Uit het voorgaande, in onderlinge samenhang bezien, leidt het hof af dat verdachte niet in een opwelling heeft gehandeld, maar dat hij voldoende tijd heeft gehad om zich te beraden op het te nemen of het genomen besluit, zodat hij de gelegenheid heeft gehad na te denken over de betekenis en de gevolgen van zijn voorgenomen daad en zich daarvan rekenschap te geven.
Gelet op het voorgaande acht het hof dan ook wettig en overtuigend bewezen dat verdachte heeft gehandeld met voorbedachte raad.

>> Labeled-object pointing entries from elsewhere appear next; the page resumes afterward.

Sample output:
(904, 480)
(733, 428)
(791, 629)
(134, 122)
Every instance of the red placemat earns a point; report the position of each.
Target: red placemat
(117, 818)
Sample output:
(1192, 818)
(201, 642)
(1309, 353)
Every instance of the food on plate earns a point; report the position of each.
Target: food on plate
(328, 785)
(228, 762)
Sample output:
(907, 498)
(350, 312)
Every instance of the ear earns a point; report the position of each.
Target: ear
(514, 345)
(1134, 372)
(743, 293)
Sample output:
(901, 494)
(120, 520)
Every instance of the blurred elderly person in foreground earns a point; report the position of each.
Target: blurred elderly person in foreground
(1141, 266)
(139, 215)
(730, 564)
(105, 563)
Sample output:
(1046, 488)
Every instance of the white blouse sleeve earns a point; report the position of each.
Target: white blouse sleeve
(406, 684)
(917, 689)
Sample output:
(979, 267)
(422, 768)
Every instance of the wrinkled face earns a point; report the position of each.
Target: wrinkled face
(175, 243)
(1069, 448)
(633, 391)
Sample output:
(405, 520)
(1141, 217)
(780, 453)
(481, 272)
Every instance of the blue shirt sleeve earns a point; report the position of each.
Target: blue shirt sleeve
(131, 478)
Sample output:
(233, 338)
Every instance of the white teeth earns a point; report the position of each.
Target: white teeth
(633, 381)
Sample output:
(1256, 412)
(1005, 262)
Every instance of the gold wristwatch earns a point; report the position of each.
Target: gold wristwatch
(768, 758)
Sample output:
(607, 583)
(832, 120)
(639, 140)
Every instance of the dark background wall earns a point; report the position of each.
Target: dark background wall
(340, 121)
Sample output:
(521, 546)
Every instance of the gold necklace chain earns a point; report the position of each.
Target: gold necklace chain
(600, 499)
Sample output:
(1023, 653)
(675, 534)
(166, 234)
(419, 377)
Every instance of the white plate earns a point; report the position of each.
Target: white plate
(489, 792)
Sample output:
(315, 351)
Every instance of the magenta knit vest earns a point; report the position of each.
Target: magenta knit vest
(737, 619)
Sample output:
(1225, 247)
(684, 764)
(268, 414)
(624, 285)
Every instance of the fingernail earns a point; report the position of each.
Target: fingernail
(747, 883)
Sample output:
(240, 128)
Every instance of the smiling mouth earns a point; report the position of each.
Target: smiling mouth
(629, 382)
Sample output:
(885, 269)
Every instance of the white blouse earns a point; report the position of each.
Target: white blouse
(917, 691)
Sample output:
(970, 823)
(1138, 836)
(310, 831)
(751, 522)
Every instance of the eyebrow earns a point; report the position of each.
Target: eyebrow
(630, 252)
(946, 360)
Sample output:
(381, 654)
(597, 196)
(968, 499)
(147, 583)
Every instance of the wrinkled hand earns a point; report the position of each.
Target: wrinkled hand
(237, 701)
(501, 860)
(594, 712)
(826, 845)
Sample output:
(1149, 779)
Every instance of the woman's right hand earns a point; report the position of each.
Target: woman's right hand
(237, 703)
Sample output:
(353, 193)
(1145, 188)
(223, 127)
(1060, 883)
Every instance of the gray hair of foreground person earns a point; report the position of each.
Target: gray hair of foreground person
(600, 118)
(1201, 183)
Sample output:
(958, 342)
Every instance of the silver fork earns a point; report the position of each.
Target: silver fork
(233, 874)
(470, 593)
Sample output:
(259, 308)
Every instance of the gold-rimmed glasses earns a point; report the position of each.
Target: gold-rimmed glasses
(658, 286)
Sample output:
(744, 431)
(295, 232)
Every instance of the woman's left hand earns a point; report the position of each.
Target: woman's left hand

Het verweer wordt derhalve verworpen.”
6. Sinds zijn arrest van 28 februari 20121.is de Hoge Raad nadere eisen gaan stellen aan (het bewijs van) voorbedachte raad. De Hoge Raad heeft in dat arrest onder meer overwogen:
“Voor een bewezenverklaring van het bestanddeel 'voorbedachte raad' moet komen vast te staan dat de verdachte zich gedurende enige tijd heeft kunnen beraden op het te nemen of het genomen besluit en dat hij niet heeft gehandeld in een ogenblikkelijke gemoedsopwelling, zodat hij de gelegenheid heeft gehad na te denken over de betekenis en de gevolgen van zijn voorgenomen daad en zich daarvan rekenschap te geven. Bij de vraag of sprake is van voorbedachte raad gaat het bij uitstek om een weging en waardering van de omstandigheden van het concrete geval door de rechter, waarbij deze het gewicht moet bepalen van de aanwijzingen die voor of tegen het bewezen verklaren van voorbedachte raad pleiten. De vaststelling dat de verdachte voldoende tijd had om zich te beraden op het te nemen of het genomen besluit vormt weliswaar een belangrijke objectieve aanwijzing dat met voorbedachte raad is gehandeld, maar behoeft de rechter niet ervan te weerhouden aan contra-indicaties een zwaarder gewicht toe te kennen. Daarbij kan bijvoorbeeld worden gedacht aan de omstandigheid dat de besluitvorming en uitvoering in plotselinge hevige drift plaatsvinden, dat slechts sprake is van een korte tijdspanne tussen besluit en uitvoering of dat de gelegenheid tot beraad eerst tijdens de uitvoering van het besluit ontstaat. Zo kunnen bepaalde omstandigheden (of een samenstel daarvan) de rechter uiteindelijk tot het oordeel brengen dat de verdachte in het gegeven geval niet met voorbedachte raad heeft gehandeld.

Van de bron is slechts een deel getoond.